Published on Jun 30, 2014 10:26 PM
 
The camera of a street-view car, on the Google street view stand at the world's biggest high-tech fair, the CeBIT in the northern German city of Hanover, on March 3, 2010. The U.S. Supreme Court on Monday rejected Google Inc's bid to dismiss a lawsuit accusing it of violating federal wiretap law when it accidentally collected emails and other personal data while building its popular Street View program. -- PHOTO: AFP 

WASHINGTON (REUTERS) - The U.S. Supreme Court on Monday rejected Google Inc's bid to dismiss a lawsuit accusing it of violating federal wiretap law when it accidentally collected emails and other personal data while building its popular Street View program.

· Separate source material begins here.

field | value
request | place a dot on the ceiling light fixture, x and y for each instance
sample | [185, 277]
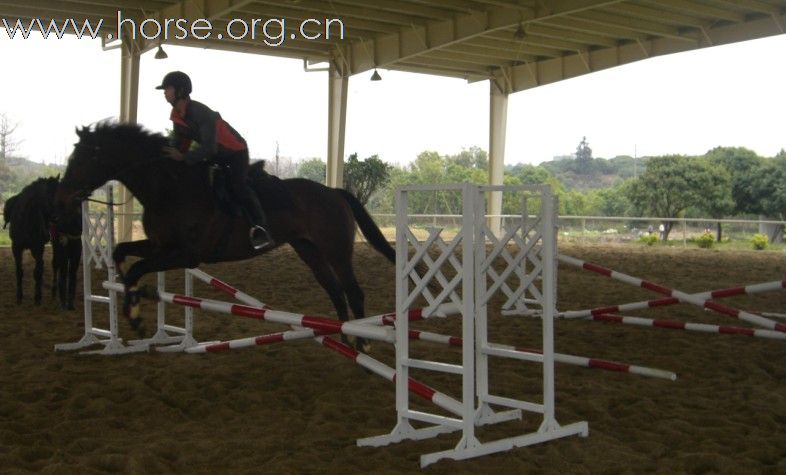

The justices left intact a September 2013 ruling by the 9th U.S. Circuit Court of Appeals, which refused to exempt Google from liability under the federal Wiretap Act for having inadvertently intercepted emails, user names, passwords and other data from private Wi-Fi networks to create Street View, which provides panoramic views of city streets.

The lawsuit arose soon after the Mountain View, California-based company publicly apologized in May 2010 for having collected fragments of "payload data" from unsecured wireless networks in more than 30 countries.

Google was accused of having collected the data while driving its vehicles through neighborhoods from 2008 to 2010 to collect photos for Street View.